Pendant que des gens réclament, au prix de leur vie, des réformes politiques et un retour à la normale du système démocratique, d’autres personnes continuent de s’imposer tristement dans ce qui est devenu une compétition à ciel ouvert de criminalité, au nom d’un militantisme sauvage. Ils s’entretuent juste pour un petit poste politique. À l’heure où le bilan n’est même pas envisagé, on se demande où va notre monde, et surtout qui va discipliner nos hommes politiques dans leur promptitude à toutes les basses besognes au service du statu quo.
C’est devenu un sujet normal dans les causeries, que des gens périssent par envoûtement ou empoisonnement, au nom des luttes politiques. Tout le monde répond que la politique n’est pas un jeu d’enfants et que ceux qui y vont devraient s’attendre à tout. C’est ainsi qu’on a légitimé dans l’opinion populaire la libre expression d’une sauvagerie contemporaine. La vraie sorcellerie, c’est quand cette tuerie (en masse) légitimée est orientée contre des poulains, dans un même camp. Comme si une trompette avait sonné contre une tour qui s’écroule de l’intérieur dans un étourdissement spectaculaire. Vous avez dit que vous ne voulez pas de voix discordante, et donc vous rasez tous ceux qui lèvent la tête depuis l’autre camp. Mais pourquoi ça tombe encore dans votre propre camp, sous vos propres balles ? Des luttes intestines qui minent l’image générale, sans compter l’avenir. Des empoisonnements aux envoûtements, en passant par des exécutions extrajudiciaires. Pourquoi des frères d’une même communauté réunis autour d’une marmite qui se veut intarissable se tuent-ils ? Et si on en parlait enfin ?

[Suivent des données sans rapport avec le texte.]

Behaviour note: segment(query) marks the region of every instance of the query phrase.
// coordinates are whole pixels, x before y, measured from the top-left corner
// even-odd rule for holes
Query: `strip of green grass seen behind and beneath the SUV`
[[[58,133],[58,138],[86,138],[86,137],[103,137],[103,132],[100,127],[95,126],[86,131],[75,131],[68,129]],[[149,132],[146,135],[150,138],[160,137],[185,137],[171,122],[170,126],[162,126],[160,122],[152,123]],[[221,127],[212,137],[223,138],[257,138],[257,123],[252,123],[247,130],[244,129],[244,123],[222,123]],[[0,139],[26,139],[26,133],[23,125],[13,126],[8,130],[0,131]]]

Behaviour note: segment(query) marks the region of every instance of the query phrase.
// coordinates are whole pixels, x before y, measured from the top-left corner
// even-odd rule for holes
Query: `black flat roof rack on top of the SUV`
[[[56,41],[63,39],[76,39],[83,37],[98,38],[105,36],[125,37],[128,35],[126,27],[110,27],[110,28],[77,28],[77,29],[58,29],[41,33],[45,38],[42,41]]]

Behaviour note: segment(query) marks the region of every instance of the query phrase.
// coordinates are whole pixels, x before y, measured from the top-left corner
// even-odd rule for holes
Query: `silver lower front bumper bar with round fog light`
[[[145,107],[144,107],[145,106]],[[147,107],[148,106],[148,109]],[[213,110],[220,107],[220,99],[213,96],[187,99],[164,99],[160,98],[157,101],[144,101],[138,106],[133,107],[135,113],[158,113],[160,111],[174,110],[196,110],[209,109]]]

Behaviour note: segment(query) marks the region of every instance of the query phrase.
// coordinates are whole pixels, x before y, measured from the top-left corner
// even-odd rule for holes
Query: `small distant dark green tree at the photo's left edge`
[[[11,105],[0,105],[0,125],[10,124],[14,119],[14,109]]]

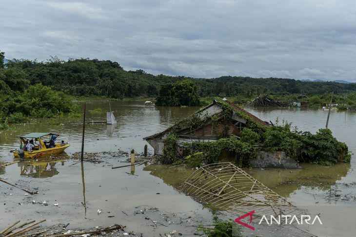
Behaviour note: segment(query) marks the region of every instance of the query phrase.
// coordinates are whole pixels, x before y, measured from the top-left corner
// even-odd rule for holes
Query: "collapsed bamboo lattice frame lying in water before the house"
[[[229,162],[202,166],[181,188],[200,202],[234,214],[246,213],[251,208],[258,216],[298,215],[303,212]]]

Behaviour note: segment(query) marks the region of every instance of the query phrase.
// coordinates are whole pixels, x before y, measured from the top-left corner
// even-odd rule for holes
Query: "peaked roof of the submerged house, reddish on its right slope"
[[[219,99],[219,100],[221,100],[221,99]],[[226,102],[227,104],[224,104],[224,103],[222,103],[222,101],[218,101],[217,99],[214,99],[213,103],[211,103],[211,104],[208,105],[208,106],[203,107],[202,109],[199,109],[199,110],[198,110],[197,112],[195,112],[194,114],[198,114],[198,113],[204,111],[205,109],[210,108],[211,106],[213,106],[213,105],[215,105],[215,104],[219,105],[221,108],[226,108],[226,107],[228,107],[228,106],[231,106],[233,109],[236,109],[236,110],[238,110],[239,112],[244,113],[246,116],[248,116],[249,118],[251,118],[251,120],[252,120],[253,122],[255,122],[255,123],[258,123],[258,124],[260,124],[260,125],[262,125],[262,126],[269,126],[269,125],[270,125],[269,123],[260,120],[260,119],[257,118],[255,115],[253,115],[253,114],[247,112],[245,109],[242,109],[242,108],[238,107],[237,105],[235,105],[234,103],[232,103],[232,102],[230,102],[230,101],[228,101],[228,100],[224,100],[223,102]],[[191,116],[193,116],[194,114],[192,114],[192,115],[186,117],[185,119],[179,121],[179,122],[176,123],[176,124],[181,124],[182,122],[188,120],[188,119],[189,119]],[[163,130],[163,131],[161,131],[161,132],[155,133],[155,134],[153,134],[153,135],[151,135],[151,136],[144,137],[143,139],[144,139],[144,140],[153,139],[153,138],[155,138],[155,137],[158,137],[158,136],[160,136],[160,135],[163,135],[164,133],[166,133],[166,132],[168,132],[169,130],[171,130],[171,128],[173,128],[173,127],[174,127],[174,126],[171,126],[171,127],[169,127],[169,128],[166,128],[165,130]],[[182,128],[182,129],[180,129],[180,130],[184,130],[184,129],[186,129],[186,128]]]

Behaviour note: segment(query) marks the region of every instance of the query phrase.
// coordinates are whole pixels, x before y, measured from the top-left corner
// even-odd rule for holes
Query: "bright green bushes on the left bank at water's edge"
[[[0,62],[3,62],[3,53]],[[7,123],[24,122],[27,116],[51,118],[63,112],[77,112],[69,96],[42,84],[31,85],[18,67],[0,64],[0,128]]]

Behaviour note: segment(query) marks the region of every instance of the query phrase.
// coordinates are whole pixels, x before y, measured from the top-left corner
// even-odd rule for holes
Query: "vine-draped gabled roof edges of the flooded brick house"
[[[188,120],[191,119],[193,116],[200,114],[202,111],[204,111],[204,110],[206,110],[206,109],[212,107],[213,105],[218,105],[218,106],[220,106],[220,107],[223,108],[223,109],[232,109],[235,113],[237,113],[237,115],[241,115],[241,116],[242,116],[243,118],[245,118],[246,120],[248,120],[248,121],[250,121],[250,122],[252,122],[252,123],[254,123],[254,124],[257,124],[257,125],[259,125],[259,126],[269,126],[269,125],[270,125],[269,123],[260,120],[260,119],[257,118],[255,115],[253,115],[253,114],[247,112],[245,109],[242,109],[242,108],[238,107],[237,105],[235,105],[234,103],[232,103],[232,102],[230,102],[230,101],[228,101],[228,100],[223,100],[223,99],[221,99],[221,98],[216,98],[216,99],[214,99],[214,100],[213,100],[213,103],[211,103],[211,104],[208,105],[208,106],[203,107],[202,109],[199,109],[199,110],[198,110],[197,112],[195,112],[194,114],[192,114],[192,115],[186,117],[185,119],[179,121],[178,123],[176,123],[176,125],[177,125],[177,124],[180,125],[180,124],[182,124],[182,123],[188,121]],[[153,139],[153,138],[155,138],[155,137],[158,137],[158,136],[160,136],[160,135],[163,135],[164,133],[166,133],[166,132],[172,130],[172,128],[174,128],[176,125],[173,125],[173,126],[167,128],[167,129],[165,129],[165,130],[163,130],[163,131],[161,131],[161,132],[155,133],[155,134],[153,134],[153,135],[151,135],[151,136],[144,137],[143,139],[144,139],[144,140],[148,140],[148,139]],[[181,128],[180,130],[184,130],[184,129],[186,129],[186,128]]]

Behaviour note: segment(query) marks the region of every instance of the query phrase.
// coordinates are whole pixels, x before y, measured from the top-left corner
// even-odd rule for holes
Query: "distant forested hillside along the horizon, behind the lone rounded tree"
[[[12,60],[6,64],[13,87],[41,83],[57,91],[83,96],[98,95],[112,98],[157,96],[161,85],[191,79],[198,85],[198,95],[253,97],[261,93],[306,95],[327,92],[348,93],[356,91],[356,83],[302,82],[285,78],[251,78],[221,76],[218,78],[188,78],[185,76],[152,75],[142,70],[125,71],[117,62],[98,59],[69,59],[61,61],[52,57],[46,62]],[[10,78],[8,78],[10,77]],[[17,81],[19,80],[19,81]]]

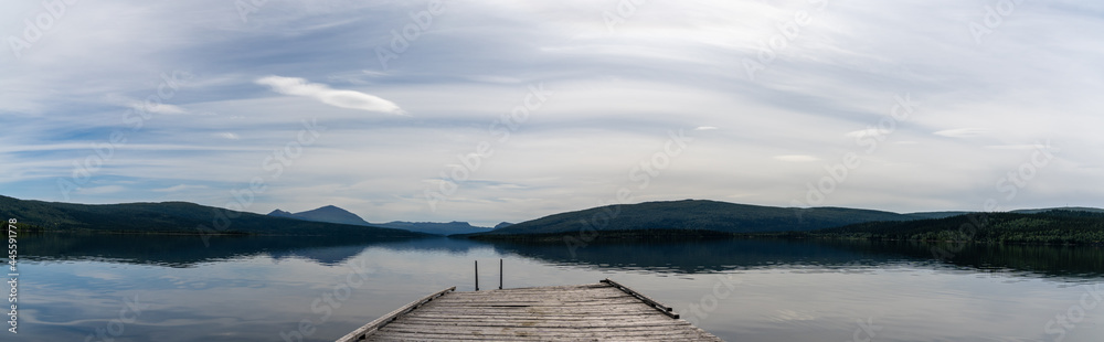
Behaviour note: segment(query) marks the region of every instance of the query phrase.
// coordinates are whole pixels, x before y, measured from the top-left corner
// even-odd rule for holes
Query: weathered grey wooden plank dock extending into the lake
[[[620,284],[445,289],[344,335],[354,341],[721,341]]]

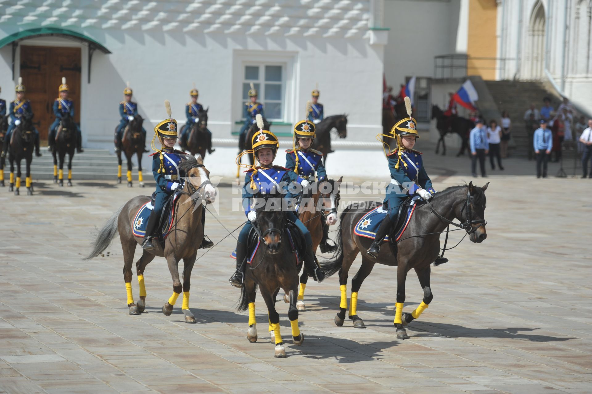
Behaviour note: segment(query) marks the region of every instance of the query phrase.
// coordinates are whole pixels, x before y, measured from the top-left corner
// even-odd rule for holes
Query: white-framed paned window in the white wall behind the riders
[[[284,63],[243,63],[242,102],[249,101],[250,84],[257,89],[257,100],[269,121],[283,121],[285,116],[286,66]],[[241,106],[241,108],[242,108]]]

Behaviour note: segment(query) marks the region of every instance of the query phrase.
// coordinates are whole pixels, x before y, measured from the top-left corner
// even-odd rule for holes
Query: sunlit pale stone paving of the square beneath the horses
[[[429,168],[437,189],[470,180],[466,159],[439,163]],[[334,325],[336,276],[309,281],[300,347],[278,304],[285,359],[273,357],[260,296],[259,341],[246,339],[247,313],[236,312],[239,292],[227,283],[231,237],[196,263],[194,325],[180,302],[161,312],[172,290],[163,258],[147,267],[140,316],[128,315],[118,238],[104,256],[81,260],[94,226],[152,185],[36,182],[33,197],[0,190],[0,393],[590,393],[592,181],[537,180],[526,165],[507,161],[488,178],[488,238],[463,242],[433,268],[435,298],[408,326],[410,339],[397,340],[392,326],[395,269],[377,265],[359,292],[366,329]],[[244,214],[228,208],[230,191],[220,188],[219,219],[236,228]],[[208,215],[207,233],[217,242],[226,230]],[[423,293],[414,276],[407,283],[410,311]],[[137,297],[135,275],[132,284]]]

D’abord il est question d’un duel entre le mérite et la médiocrité, la lumière et les ténèbres, le vrai et le faux. Et quelqu’un qui manque d’arguments convaincants ne peut que recourir au hors-jeu. Ensuite le climat général est propice aux sauvageries de toutes sortes. Au village des sanguinaires, c’est avec des armes que les enfants s’amusent. L’absence de plus en plus notoire de repères fiables est devenue source de dégénérescence généralisée. Enfin l’épuisement d’un système se caractérise par une somnolence sur tous les plans qui sonne comme des prémices à un fiasco inévitable à ce rythme. Ceux qui ont l’occasion de piller n’hésitent pas ; ceux qui ont la main marchandent ce qu’ils détiennent et ceux qui pactisent misent de plus en plus gros. Et les champions des tueries s’illustrent également dans leur coin. Ainsi va une république abandonnée aux mains des rapaces.
On me dit qu’il y a des dossiers beaucoup plus urgents que celui des frères et sœurs qui s’entretuent en politique et qu’ils aillent attendre dans les couloirs du tribunal céleste. Et justement je réponds que dans un contexte où le débat est verrouillé sur les questions essentielles, on peut au moins le mener sur les détails, en attendant qu’un jour quelque chose change. Voilà pourquoi nous tirons la sonnette d’alarme sur ce fléau social qui est trop grave pour être tu. Pendant qu’on y est encore, amusons-nous à souffler dans l’air, en espérant que cela parvienne aux majestueuses oreilles du Roi, lui qui se bombe le torse que personne de sérieux sous les tropiques ne prétend à son trône glorieux. Disons-lui donc que tout ce que nous demandons pour l’instant, c’est qu’il discipline ses troupes. Que la Coordination nationale des Bleus institue des critères de mérite autour des nominations politiques (critères de séniorité, de compétences, de diplômes et d’âge notamment). Qu’on identifie nommément les loups parmi les frères brebis militants (puisqu’ils se connaissent tous, ils savent qui est qui), qu’on leur retire les pouvoirs décisionnels au sein des corporations. Qu’on cesse de rendre des hommages populaires à des gens tristement célèbres dans leurs localités. Qu’on mette fin à l’impunité des nuls qui légitiment leur présence en politique par le triomphe de leur barbarie. Que le militantisme dans ses règles de base soit enseigné au sein des troupes, avec un système de suivi qui impose la civilité dans la bergerie. Que désormais chacun comprenne que le combat en politique ne se mène pas au profit de l’abîme, mais au service du bien-être du peuple. Qu’il en soit ainsi, pour l’image de la République.